The assistant director of the U.S. Department of Agriculture’s Wildlife Service said no state can eradicate coyotes.

“They live inside city limits, in the country, in rocky or sandy terrains and in the Piedmont,” Todd Menke said. ““When hunting pressure gets heavy, they become nocturnal. If there’s too much trapping pressure, they’ll leave an area.

Even if North Carolina could (wipe out coyotes), “surrounding states have huge numbers,” he said. “(Juveniles) disperse each October, so even if you cleaned them out, in six months you’d have the same number of coyotes. To exterminate them here would take a huge effort and a lot of money.”

Menke said the best hope for cattle farmers, who suffer the most from coyote attacks, is trapping.

He explained the basic technique for setting coyote traps is the same as for foxes, with one exception. Instead of trying to alter the environment to force an animal to dig where a trap is buried, coyote trappers must make an area appear as natural as possible.

“Coyotes are longer-legged than foxes, so the trap also has to be farther back (from the bait),” he said.

Fox trappers often use sardines as lures. Those smelly fish will attract coyotes, but Menke said slightly rancid venison or beaver meat — both natural foods — may work better.

“You also can increase the pan tension on a trap to three or four pounds,” he said. “If you’re at an area where you can’t trap foxes, that’ll exclude most foxes, but it still catches coyotes.”

A basic coyote trap set-up includes a No. 3 coil-spring leg-hold trap with a jaw spread of six inches and smooth jaws.

A “dirt-hole” set is popular. An explanation and diagram is available at www.mdc.mo.gov/hunting-trapping/trapping-coyotes.

Traps should be near travel routes where tracks are found.

“During January and February, coyotes pair up to breed,” Menke said, “so you can use a post-type set-up and put coyote or fox urine on it or (liquid from their leg) glands.”

A trapper may put those liquids “on grass or pieces of wood, where a coyote marks its territory.”

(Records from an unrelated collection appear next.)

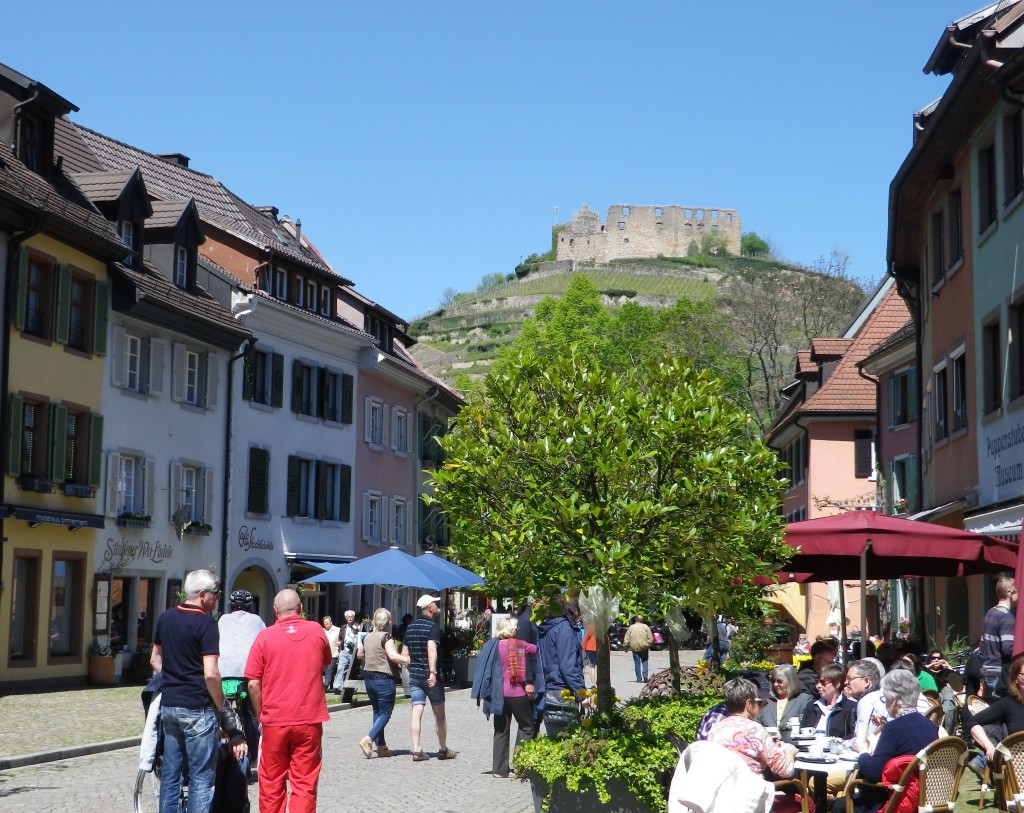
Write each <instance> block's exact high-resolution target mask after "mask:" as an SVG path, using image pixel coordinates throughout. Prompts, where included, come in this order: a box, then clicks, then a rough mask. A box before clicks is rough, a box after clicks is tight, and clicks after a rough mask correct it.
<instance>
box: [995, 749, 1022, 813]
mask: <svg viewBox="0 0 1024 813" xmlns="http://www.w3.org/2000/svg"><path fill="white" fill-rule="evenodd" d="M990 773H991V781H992V788H993V789H994V791H995V807H996V809H997V810H1006V811H1014V812H1015V813H1020V811H1024V793H1022V790H1021V788H1022V787H1024V731H1018V732H1017V733H1016V734H1011V735H1010V736H1008V737H1005V738H1004V739H1002V741H1001V742H1000V743H999V744H998V745H996V746H995V756H994V757H992V764H991V766H990Z"/></svg>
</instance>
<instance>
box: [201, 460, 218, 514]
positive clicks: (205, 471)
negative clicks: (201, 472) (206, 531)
mask: <svg viewBox="0 0 1024 813" xmlns="http://www.w3.org/2000/svg"><path fill="white" fill-rule="evenodd" d="M213 477H214V475H213V469H203V485H204V486H205V493H204V495H203V521H204V522H206V523H207V524H208V525H212V524H213V517H214V511H213V508H214V505H213V503H214V500H216V499H217V487H216V486H217V481H216V480H215V479H214V478H213Z"/></svg>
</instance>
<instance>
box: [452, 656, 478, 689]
mask: <svg viewBox="0 0 1024 813" xmlns="http://www.w3.org/2000/svg"><path fill="white" fill-rule="evenodd" d="M452 666H453V667H454V668H455V684H456V686H457V687H458V688H461V689H464V688H466V687H467V686H472V685H473V675H475V674H476V655H466V656H465V657H455V658H453V659H452Z"/></svg>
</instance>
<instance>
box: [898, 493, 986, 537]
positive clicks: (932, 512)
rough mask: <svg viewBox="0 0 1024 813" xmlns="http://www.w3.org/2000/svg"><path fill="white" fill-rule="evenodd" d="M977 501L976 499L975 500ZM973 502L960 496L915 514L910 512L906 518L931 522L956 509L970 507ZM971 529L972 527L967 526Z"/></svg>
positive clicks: (955, 509)
mask: <svg viewBox="0 0 1024 813" xmlns="http://www.w3.org/2000/svg"><path fill="white" fill-rule="evenodd" d="M975 502H977V501H975ZM972 505H973V503H972V502H971V501H970V500H967V499H965V498H963V497H962V498H961V499H959V500H953V501H952V502H949V503H943V504H942V505H940V506H936V507H935V508H929V509H928V510H927V511H919V512H918V513H916V514H910V516H908V517H907V519H912V520H914V521H916V522H931V521H932V520H933V519H941V518H942V517H944V516H949V514H954V513H956V512H957V511H963V510H964V509H966V508H971V507H972ZM968 529H969V530H973V529H974V528H968Z"/></svg>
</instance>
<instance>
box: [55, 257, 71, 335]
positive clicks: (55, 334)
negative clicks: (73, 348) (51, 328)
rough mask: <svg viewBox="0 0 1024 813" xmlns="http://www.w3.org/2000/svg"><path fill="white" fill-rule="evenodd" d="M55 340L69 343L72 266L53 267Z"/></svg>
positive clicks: (70, 305)
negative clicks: (53, 279) (71, 276)
mask: <svg viewBox="0 0 1024 813" xmlns="http://www.w3.org/2000/svg"><path fill="white" fill-rule="evenodd" d="M53 276H54V281H53V282H54V286H53V331H52V335H53V341H55V342H59V343H60V344H68V336H69V329H70V324H69V322H70V319H71V268H69V267H68V266H67V265H57V266H55V267H54V268H53Z"/></svg>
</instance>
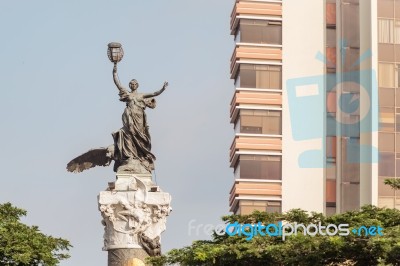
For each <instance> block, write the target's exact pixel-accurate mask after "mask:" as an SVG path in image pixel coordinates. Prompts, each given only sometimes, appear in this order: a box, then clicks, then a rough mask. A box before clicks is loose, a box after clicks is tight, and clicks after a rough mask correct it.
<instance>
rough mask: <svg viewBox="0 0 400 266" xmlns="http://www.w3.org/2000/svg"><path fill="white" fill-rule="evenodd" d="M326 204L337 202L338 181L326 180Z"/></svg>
mask: <svg viewBox="0 0 400 266" xmlns="http://www.w3.org/2000/svg"><path fill="white" fill-rule="evenodd" d="M326 202H336V180H329V179H328V180H326Z"/></svg>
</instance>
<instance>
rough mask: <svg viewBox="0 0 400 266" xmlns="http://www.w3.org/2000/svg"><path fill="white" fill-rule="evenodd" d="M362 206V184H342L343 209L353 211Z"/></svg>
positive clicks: (343, 211) (346, 183)
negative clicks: (360, 189) (361, 197)
mask: <svg viewBox="0 0 400 266" xmlns="http://www.w3.org/2000/svg"><path fill="white" fill-rule="evenodd" d="M359 208H360V184H351V183H343V184H342V211H343V212H345V211H353V210H358V209H359Z"/></svg>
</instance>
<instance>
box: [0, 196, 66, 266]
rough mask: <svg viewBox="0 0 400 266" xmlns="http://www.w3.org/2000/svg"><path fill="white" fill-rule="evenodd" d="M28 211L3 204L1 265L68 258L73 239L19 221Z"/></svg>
mask: <svg viewBox="0 0 400 266" xmlns="http://www.w3.org/2000/svg"><path fill="white" fill-rule="evenodd" d="M26 213H27V212H26V211H25V210H22V209H19V208H16V207H14V206H12V205H11V203H5V204H0V265H4V266H5V265H13V266H14V265H15V266H25V265H26V266H28V265H29V266H35V265H49V266H51V265H57V264H58V263H59V262H60V260H63V259H67V258H69V255H68V254H67V253H65V252H62V251H68V250H69V248H70V247H72V246H71V245H70V243H69V242H68V241H67V240H65V239H62V238H54V237H52V236H47V235H44V234H43V233H41V232H40V231H39V228H38V227H37V226H27V225H25V224H23V223H21V222H20V218H21V217H22V216H26Z"/></svg>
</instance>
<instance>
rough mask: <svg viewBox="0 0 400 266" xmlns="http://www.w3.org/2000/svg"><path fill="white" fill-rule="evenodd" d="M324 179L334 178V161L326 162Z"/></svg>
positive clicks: (334, 176)
mask: <svg viewBox="0 0 400 266" xmlns="http://www.w3.org/2000/svg"><path fill="white" fill-rule="evenodd" d="M326 179H336V163H329V162H328V163H327V164H326Z"/></svg>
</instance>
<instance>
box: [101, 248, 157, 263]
mask: <svg viewBox="0 0 400 266" xmlns="http://www.w3.org/2000/svg"><path fill="white" fill-rule="evenodd" d="M148 256H149V255H148V254H147V252H146V251H144V250H143V249H141V248H131V249H112V250H109V251H108V266H145V265H146V264H145V260H146V258H147V257H148Z"/></svg>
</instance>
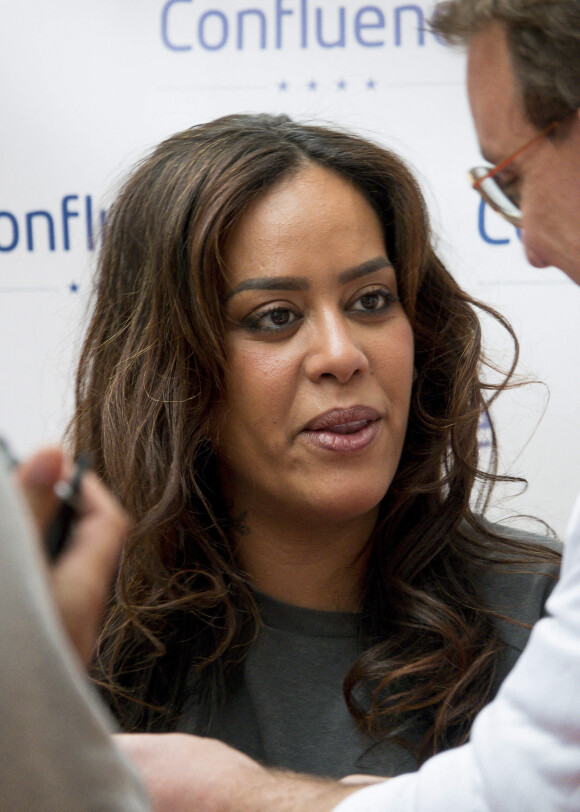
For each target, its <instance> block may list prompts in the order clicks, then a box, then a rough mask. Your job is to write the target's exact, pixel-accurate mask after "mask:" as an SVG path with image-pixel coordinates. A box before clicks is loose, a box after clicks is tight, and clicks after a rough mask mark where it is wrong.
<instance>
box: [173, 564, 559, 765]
mask: <svg viewBox="0 0 580 812" xmlns="http://www.w3.org/2000/svg"><path fill="white" fill-rule="evenodd" d="M554 574H555V573H554ZM477 581H478V582H479V587H480V589H481V590H482V591H483V594H484V598H485V601H486V604H487V605H488V606H489V607H490V608H493V609H494V610H495V611H497V612H498V613H500V614H505V615H507V616H509V617H510V618H513V619H515V620H517V621H520V622H523V623H529V624H533V623H535V622H536V621H537V620H538V619H539V617H540V616H541V615H542V613H543V607H544V604H545V601H546V599H547V597H548V595H549V593H550V592H551V590H552V589H553V587H554V585H555V583H556V581H555V579H554V578H550V577H548V576H546V575H543V574H539V573H537V572H532V573H530V572H528V573H513V572H512V573H510V572H501V573H492V572H482V573H481V574H480V575H479V576H478V577H477ZM259 600H260V606H261V613H262V618H263V621H264V625H263V627H262V628H261V629H260V631H259V633H258V637H257V640H256V642H255V644H254V645H253V646H252V648H251V650H250V652H249V654H248V656H247V658H246V660H245V662H244V664H243V668H242V669H241V676H240V681H239V683H238V684H237V685H236V686H235V687H234V689H233V690H232V691H231V692H230V694H229V695H228V697H227V699H226V701H225V703H224V704H223V706H221V707H220V708H219V709H218V710H217V712H216V713H215V715H214V717H213V719H212V722H211V724H210V728H209V730H208V735H209V736H211V737H213V738H217V739H221V740H222V741H225V742H227V743H228V744H230V745H232V746H233V747H236V748H237V749H239V750H242V751H243V752H245V753H247V754H248V755H249V756H251V757H253V758H255V759H257V760H258V761H260V762H261V763H262V764H265V765H267V766H272V767H280V768H284V769H291V770H295V771H297V772H304V773H313V774H316V775H325V776H329V777H335V778H340V777H342V776H345V775H348V774H352V773H368V774H375V775H398V774H400V773H402V772H409V771H413V770H416V769H417V763H416V761H415V759H414V758H413V756H412V755H411V753H409V751H408V750H406V749H405V748H403V747H401V746H399V745H397V744H395V743H393V742H381V743H376V742H375V741H373V740H371V739H370V738H369V737H368V736H366V735H365V734H363V733H361V732H360V731H359V730H358V729H357V728H356V725H355V723H354V720H353V719H352V717H351V716H350V714H349V712H348V709H347V707H346V703H345V701H344V697H343V689H342V686H343V681H344V678H345V677H346V675H347V673H348V671H349V670H350V668H351V666H352V665H353V663H354V662H355V660H356V659H357V658H358V656H359V655H360V653H361V645H360V643H359V640H358V639H357V626H358V621H357V615H355V614H350V613H347V612H322V611H316V610H311V609H303V608H300V607H296V606H292V605H290V604H285V603H281V602H279V601H277V600H274V599H272V598H270V597H267V596H265V595H260V596H259ZM498 626H499V627H500V631H501V634H502V637H503V639H504V642H505V643H506V647H505V649H504V650H503V652H502V654H501V656H500V658H499V663H498V669H497V675H496V679H495V684H494V689H493V691H492V695H491V696H490V699H491V698H492V696H493V695H495V692H496V690H497V688H498V687H499V685H500V684H501V682H502V681H503V679H504V678H505V677H506V675H507V674H508V673H509V671H510V670H511V668H512V667H513V665H514V664H515V662H516V660H517V658H518V656H519V654H520V653H521V651H522V649H523V648H524V646H525V644H526V642H527V639H528V636H529V631H528V630H527V629H525V628H522V627H521V626H517V625H514V624H512V623H509V622H505V621H502V620H498ZM179 729H180V730H181V731H184V732H189V733H194V732H195V731H196V721H195V710H194V709H193V708H191V707H190V708H189V709H187V708H186V710H185V712H184V714H183V716H182V718H181V721H180V724H179ZM420 733H421V731H419V730H418V731H417V742H418V741H419V740H420V738H421V736H420Z"/></svg>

Scent control is another key.

“Many trappers wear rubber boots,” Menke said. “The less scent you leave, the better. The key is to make a set and get out quick.”

Traps must be anchored to the ground. Often rebar is used, but Menke said sometimes a trapper must drive two pieces or rebar into the ground.

“There’s a new disposable stake,” he said. “It’s an anchor design that’s got a little bend at the end so when caught coyote can’t pull it out of the ground.”